FIG. 1 is a plan view showing an example of a magnetoresistive element according to the present invention.

FIG. 2 is a diagram showing an equivalent circuit and a detection circuit of the magnetoresistive element in FIG. 1;

FIG. 3 is a diagram showing a method for adjusting the midpoint voltage of the magnetoresistive element shown in FIG. 1;

FIG. 4 is a diagram showing an example of a magnetoresistive element manufactured by the method shown in FIG. 3;

FIG. 5 is a plan view showing an example of a conventional magnetoresistive element.

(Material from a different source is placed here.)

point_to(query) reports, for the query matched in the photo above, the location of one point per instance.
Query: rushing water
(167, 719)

6 is a diagram showing an equivalent circuit and a detection circuit of the magnetoresistive element of FIG. 5. FIG.

[Explanation of symbols]

1 to 7 Resistance element 7-10 Electrode pad 11 Insulating substrate

Claims (2)

[Claims] Claim 1: A first ferromagnetic thin film having a magnetoresistive effect.
In a magnetoresistive element formed in the shape of a bridge by using four first resistance elements on the same insulating substrate, in which stripes are arranged almost parallel and each first stripe is connected in series, the magnetoresistive effect is A second resistive element in which second stripes of a ferromagnetic thin film having a ferromagnetic thin film are arranged substantially in parallel and each second stripe is connected in parallel is provided with at least one
A magnetoresistive element, characterized in that it is connected in series to a first resistance element. 2. A method for adjusting the midpoint voltage of a magnetoresistive element according to claim 1, which comprises: cutting a part of the stripe of the second resistance element; A method for adjusting a midpoint voltage of a magnetoresistive element, characterized in that the midpoint voltage of a bridge of the resistive element is adjusted.